Occasionally, native plants, wildflowers, berries and others, bloom in fall. I have seen it on high bush cranberries, red osier dogwood, willows. wild iris, wild roses and more. This year it is lingonberries. I have noticed a lot of flowers appearing at the same time as berry harvesting. Considering the season, this second bloom is not surprising. Spring warm temperatures came early, and in my garden, Oct 1, the temperatures reached 60F! Despite the cool, rainy summer, the lingonberry grew, bloomed, matured fruit, and went dormant. The dormancy period is very short for lingonberries- about 4 weeks of chilling temperatures (40F or lower). With the long season, it is no surprise that flower buds broke dormancy and started to bloom again. Of course, it is wasted genes. No fruit will form. This fall flowering definitely impacts next season’s flowering and fruiting.
Here is a link to an article by Canadian Researchers who are interested in following the growth, flowering and fruiting of two of the most important wild berries, cloudberry and lingonberry. They followed phenological sequences of flowering and fruiting and documented potential pollinators in their region. It is interesting to compare their cycles with Alaska. It was published in:
Canadian. Journal. of Plant Science. 96: 329–338 (2016)

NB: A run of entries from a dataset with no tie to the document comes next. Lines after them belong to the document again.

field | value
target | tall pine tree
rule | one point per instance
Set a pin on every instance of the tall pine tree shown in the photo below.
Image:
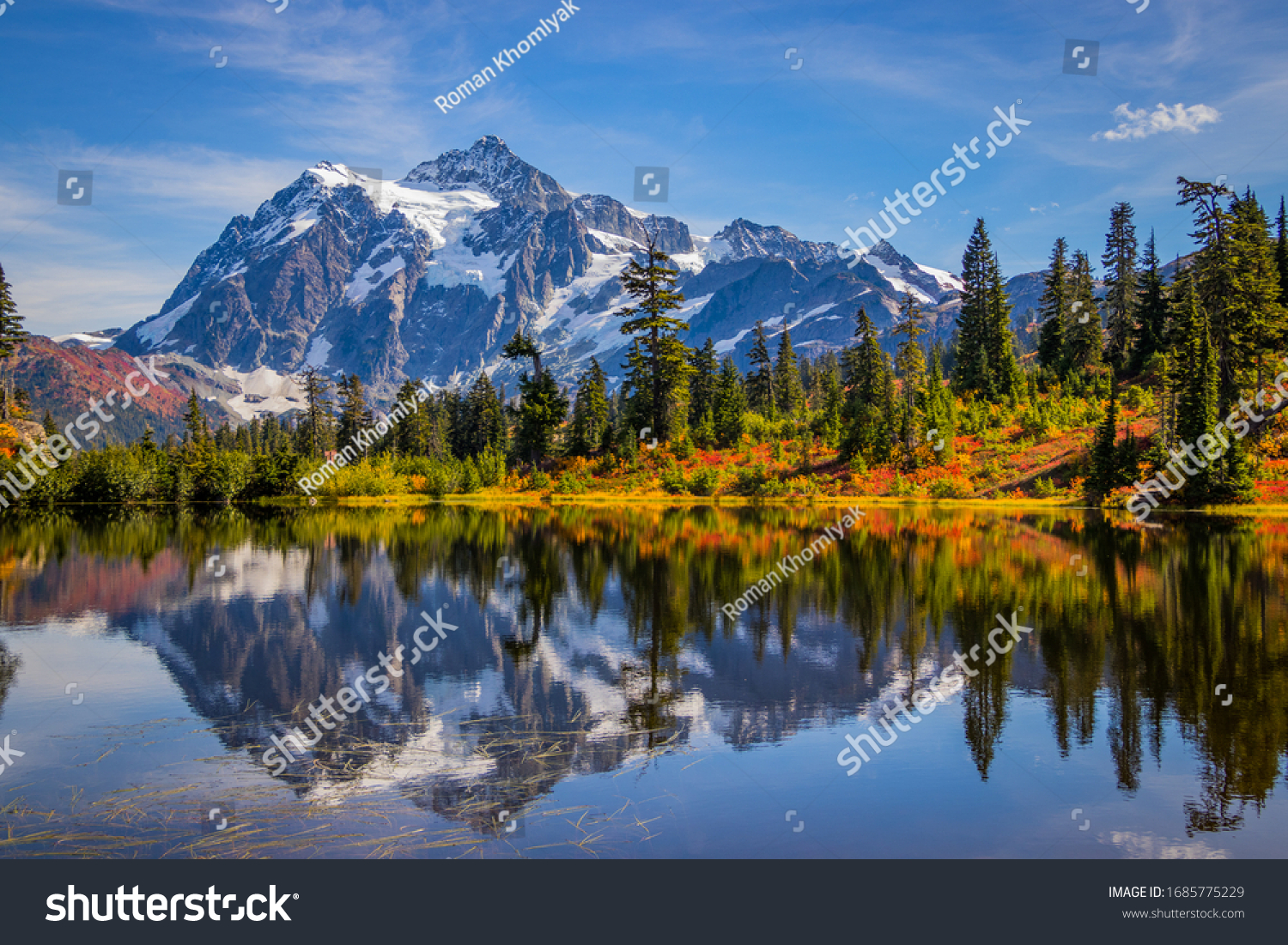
(1054, 309)
(653, 288)
(788, 391)
(760, 380)
(1120, 262)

Cloudberry and Lingon phenology
Abstract: Plant habitat, growth, fruit yield and occurrence of pollinators in cloudberry and lingonberry fields/bogs were monitored and analyzed at three locations in southern Labrador: Lanse’au Clair (51°41’ N, 57°08’ W), Red Bay (51°43’ N, 56°26’ W), and Cartwright (53°42’ N, 57°0’ W) over the two growing seasons, 2011 and 2012. The length of the growing seasons was 100–120 d (DFRA 2014) with 600–700 growing degree days (GDD) (AAFC 2014). The 2012 season was warmer than 2011. The plants recorded in belt transects belong to six families: Rosaceae, Ericaceae, Pottiaceae, Juncaeae, Equisetaceae, and Sphagnaceae. In the Ericaeae family, Vaccinium vitis-idaea, Arctostaphylos alpina, Empetrum nigrum, and Vaccinium angustifolium were found. In both seasons, the cloudberry was the first to bloom, followed by wild blueberry, lingonberry, and Labrador tea. The fruit yields of cloudberry and partridgeberry in southern Labrador were higher than those recorded in Finland, Norway, and in the USA. Pollinators were present in large numbers. Most of the specimens were from three orders: Hymenoptera, Diptera, and Lepidoptera. Temperature, precipitation, wind, and sunlight affected plant growth and the occurrence of pollinators. To our knowledge this is the most comprehensive study of plant growth, yield, and pollinators’ activity in cloudberry/partridgeberry fields conducted in Southern Labrador, Canada.